Aunque la estenosis aórtica puede tener consecuencias graves, el panorama no se limita al diagnóstico. Las opciones de tratamiento han evolucionado durante los últimos años.
Una de ellas es el reemplazo de la válvula aórtica por vía transcatéter (TAVR), un procedimiento mínimamente invasivo que permite sustituir la válvula sin recurrir necesariamente a una cirugía cardíaca abierta. La alternativa adecuada depende de factores como la edad, el estado general del paciente y las características de la enfermedad.
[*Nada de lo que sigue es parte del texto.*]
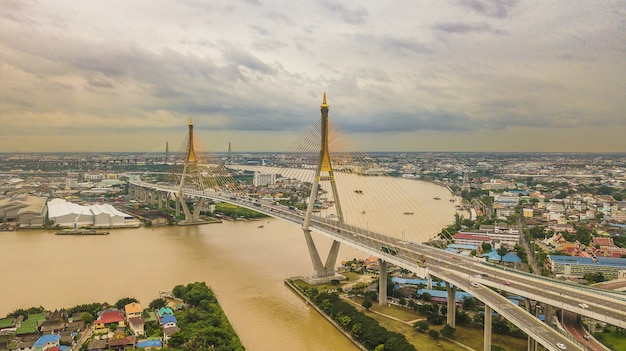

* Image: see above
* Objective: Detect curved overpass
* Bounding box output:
[129,176,626,351]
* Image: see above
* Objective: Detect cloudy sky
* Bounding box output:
[0,0,626,152]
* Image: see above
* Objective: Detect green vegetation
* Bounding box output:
[593,325,626,351]
[163,282,245,351]
[298,289,415,351]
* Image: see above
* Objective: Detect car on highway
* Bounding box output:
[380,246,398,256]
Para Wayne Paterson, director ejecutivo de Anteris Technologies, uno de los principales riesgos está en que las personas reduzcan poco a poco sus actividades y consideren que ese cambio simplemente forma parte del envejecimiento.
Por eso, prestar atención a las señales del cuerpo puede ser determinante. La falta de aire, el cansancio o los mareos persistentes no deberían descartarse automáticamente por la edad. Una conversación temprana con un médico puede ayudar a descubrir si detrás de esos cambios existe una enfermedad cardíaca que requiere atención.